This is my first post, so thought I’d throw up something I found useful.
I booted up the VR Content Examples today, and found it was locked at 37 fps. Not sure why, I was using rift in Direct HMD mode, and my machine has plenty of power for this tiny level. (I was getting 256 FPS in windowed mode).
I used the console command “stat fps” to read the frame rate.
According to what I have read, you need between 75 and 90 FPS for a judder free VR experience. 37 is going to look bad and cause simulator sickness (it did).
Anyway, long story short, what solved it was pressing “~” to bring up the console and typing “hmd sp 100”. After that it capped at 75 fps
I’m running an NVIDIA GTX 670, and can run most of the Demos with little judder on this card.
It would be good if someone could point me to some documentation on the hmd commands, and explain why Unreal seems to cap the FPS. Don’t really understand why you would want to cap FPS at all, let alone to 37 FPS.
So I’ve just tried this and while it does uncap it from 37, to something closer to 75 on my machine, I now get horrible judder. I think the engine is capping it at 37, because it cannot get to near to 75. I can get to 75 by optimizing my graphics or switching everything to low without using this console command.
Yeah if you turn off vsync: console: “hmd vsync off”, you’ll see your true fps. Dipping even slightly below 75 at any point will automatically get you down to 37.5 with vsync on.
hmd sp 100 is only a temporary solution. Unfortunately the result is pretty low perceived resolution. Blurry. I like to try and optimize my digs for a screen percentage of 135. Though depending on what’s going on, sometimes I cheat and bring it down to 120 if I’ve got lots going on on-screen.
In any case, would love an explanation as to why it gets capped.

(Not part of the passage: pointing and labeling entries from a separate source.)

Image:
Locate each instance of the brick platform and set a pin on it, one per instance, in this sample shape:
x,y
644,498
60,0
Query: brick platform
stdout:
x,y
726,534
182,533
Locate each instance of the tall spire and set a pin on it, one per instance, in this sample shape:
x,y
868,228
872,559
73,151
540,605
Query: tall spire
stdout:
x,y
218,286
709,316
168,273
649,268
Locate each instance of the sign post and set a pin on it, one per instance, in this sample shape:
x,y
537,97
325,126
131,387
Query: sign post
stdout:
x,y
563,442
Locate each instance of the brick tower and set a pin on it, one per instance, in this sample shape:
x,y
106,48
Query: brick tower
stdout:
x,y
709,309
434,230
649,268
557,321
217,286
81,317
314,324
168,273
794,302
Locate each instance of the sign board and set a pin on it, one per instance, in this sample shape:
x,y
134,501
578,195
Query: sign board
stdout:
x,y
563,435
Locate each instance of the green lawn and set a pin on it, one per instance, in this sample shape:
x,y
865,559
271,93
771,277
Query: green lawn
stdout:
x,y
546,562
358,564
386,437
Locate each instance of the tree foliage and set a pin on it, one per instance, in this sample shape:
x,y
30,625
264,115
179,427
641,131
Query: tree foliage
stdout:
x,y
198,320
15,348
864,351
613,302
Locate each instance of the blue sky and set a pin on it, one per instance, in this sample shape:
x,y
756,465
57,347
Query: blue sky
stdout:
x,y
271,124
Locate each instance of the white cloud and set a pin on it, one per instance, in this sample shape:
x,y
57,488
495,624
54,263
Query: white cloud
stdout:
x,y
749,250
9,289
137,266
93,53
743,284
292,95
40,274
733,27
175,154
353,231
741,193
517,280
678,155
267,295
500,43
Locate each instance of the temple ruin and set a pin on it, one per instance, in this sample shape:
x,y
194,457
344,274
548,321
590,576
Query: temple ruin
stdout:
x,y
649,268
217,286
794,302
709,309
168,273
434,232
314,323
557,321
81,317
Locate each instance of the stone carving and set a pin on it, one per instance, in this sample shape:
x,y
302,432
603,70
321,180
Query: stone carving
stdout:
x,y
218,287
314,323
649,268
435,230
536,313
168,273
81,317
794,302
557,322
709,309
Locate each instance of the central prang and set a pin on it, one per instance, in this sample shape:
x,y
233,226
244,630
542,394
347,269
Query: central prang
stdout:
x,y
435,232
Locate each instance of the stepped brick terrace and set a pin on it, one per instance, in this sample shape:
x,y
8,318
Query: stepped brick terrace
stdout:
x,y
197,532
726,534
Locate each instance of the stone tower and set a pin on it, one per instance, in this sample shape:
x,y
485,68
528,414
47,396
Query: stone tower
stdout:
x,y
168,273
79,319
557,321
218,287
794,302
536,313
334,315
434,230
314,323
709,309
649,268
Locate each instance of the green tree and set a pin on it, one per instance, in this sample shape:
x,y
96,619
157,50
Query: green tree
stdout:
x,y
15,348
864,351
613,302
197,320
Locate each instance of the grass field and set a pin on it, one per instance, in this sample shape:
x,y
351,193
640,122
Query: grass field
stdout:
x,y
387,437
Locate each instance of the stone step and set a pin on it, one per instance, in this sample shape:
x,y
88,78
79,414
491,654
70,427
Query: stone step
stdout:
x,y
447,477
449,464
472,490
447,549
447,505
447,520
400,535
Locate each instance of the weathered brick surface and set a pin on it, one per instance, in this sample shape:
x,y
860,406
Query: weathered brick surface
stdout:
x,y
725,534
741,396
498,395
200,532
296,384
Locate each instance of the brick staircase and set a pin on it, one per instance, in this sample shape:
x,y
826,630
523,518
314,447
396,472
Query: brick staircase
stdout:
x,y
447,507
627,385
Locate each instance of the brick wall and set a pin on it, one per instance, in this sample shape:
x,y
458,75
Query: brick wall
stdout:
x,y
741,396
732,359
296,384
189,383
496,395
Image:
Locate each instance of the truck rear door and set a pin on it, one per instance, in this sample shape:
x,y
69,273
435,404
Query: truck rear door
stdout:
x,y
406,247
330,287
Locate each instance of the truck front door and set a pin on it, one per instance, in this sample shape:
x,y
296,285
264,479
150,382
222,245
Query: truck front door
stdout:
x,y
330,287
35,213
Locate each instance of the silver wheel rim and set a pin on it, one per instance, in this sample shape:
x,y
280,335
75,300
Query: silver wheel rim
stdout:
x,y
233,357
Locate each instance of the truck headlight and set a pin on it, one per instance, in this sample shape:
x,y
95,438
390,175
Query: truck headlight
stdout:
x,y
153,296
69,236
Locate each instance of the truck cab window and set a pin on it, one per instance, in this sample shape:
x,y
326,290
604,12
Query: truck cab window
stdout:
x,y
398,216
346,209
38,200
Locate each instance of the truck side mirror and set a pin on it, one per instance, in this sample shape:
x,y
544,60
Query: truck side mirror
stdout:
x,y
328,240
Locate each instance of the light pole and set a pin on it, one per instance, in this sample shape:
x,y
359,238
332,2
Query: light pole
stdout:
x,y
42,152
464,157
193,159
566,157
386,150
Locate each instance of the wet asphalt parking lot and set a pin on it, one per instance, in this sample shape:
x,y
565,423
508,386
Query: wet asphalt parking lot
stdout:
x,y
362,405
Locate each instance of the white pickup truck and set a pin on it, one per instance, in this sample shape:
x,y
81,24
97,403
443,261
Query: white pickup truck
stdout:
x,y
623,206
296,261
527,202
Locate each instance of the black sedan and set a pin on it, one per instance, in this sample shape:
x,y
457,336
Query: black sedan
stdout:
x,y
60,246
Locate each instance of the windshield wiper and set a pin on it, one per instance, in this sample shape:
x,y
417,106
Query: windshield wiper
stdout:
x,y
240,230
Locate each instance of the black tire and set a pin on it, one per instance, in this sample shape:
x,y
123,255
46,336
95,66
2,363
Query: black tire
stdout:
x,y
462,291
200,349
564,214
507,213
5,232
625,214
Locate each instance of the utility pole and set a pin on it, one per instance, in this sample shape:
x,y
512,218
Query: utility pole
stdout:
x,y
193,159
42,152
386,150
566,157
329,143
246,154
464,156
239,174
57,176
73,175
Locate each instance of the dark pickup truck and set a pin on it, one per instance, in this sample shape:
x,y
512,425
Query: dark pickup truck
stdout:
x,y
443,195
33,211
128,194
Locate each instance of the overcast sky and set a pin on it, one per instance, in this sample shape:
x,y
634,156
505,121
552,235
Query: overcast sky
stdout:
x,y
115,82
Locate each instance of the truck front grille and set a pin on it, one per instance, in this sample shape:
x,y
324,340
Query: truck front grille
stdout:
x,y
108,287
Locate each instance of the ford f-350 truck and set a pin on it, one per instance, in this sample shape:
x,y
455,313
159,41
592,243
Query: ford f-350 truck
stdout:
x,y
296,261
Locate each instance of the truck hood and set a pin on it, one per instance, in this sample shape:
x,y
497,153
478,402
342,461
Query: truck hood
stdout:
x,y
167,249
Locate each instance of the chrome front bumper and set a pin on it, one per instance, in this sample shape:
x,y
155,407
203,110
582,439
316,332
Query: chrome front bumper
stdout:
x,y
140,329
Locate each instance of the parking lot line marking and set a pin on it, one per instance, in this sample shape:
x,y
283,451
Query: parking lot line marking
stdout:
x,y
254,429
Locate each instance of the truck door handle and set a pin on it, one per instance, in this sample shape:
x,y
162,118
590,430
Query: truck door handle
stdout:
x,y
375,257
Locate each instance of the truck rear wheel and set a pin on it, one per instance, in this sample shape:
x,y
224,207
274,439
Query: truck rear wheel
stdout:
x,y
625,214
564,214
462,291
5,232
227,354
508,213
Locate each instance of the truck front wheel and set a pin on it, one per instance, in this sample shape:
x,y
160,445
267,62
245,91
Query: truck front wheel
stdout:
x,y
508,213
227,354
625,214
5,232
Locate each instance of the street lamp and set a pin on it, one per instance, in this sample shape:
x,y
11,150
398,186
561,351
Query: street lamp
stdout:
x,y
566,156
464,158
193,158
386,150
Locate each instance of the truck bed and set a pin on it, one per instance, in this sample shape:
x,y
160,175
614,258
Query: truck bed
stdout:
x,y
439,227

I have the same issue (with a 680GTX). It happens even with the simplest of scenes, like the Third Person template. Currently, I’m putting the “hmd sp 100” command into the level blueprint and trigger it with the Begin Play event but that’s hardly a solution.
I’ve found that PBR materials in general have a massive performance impact, most of the stuff we make is simpler and a bit more stylized in order to get round PBR.
As a test if you change the materials to have 0 metallic and 1 roughness you will see a major boost but will come at the cost of material quality.
Also lighting in general will also have an impact, changing all your lights to static and avoiding dynamic lighting as much as possible will also give you a boost.
We have found that by starting simple and building scenes up piece by piece will give a much better result, most of the default scenes that ship with unreal will not give adequate performance for good VR experiences on modest machines.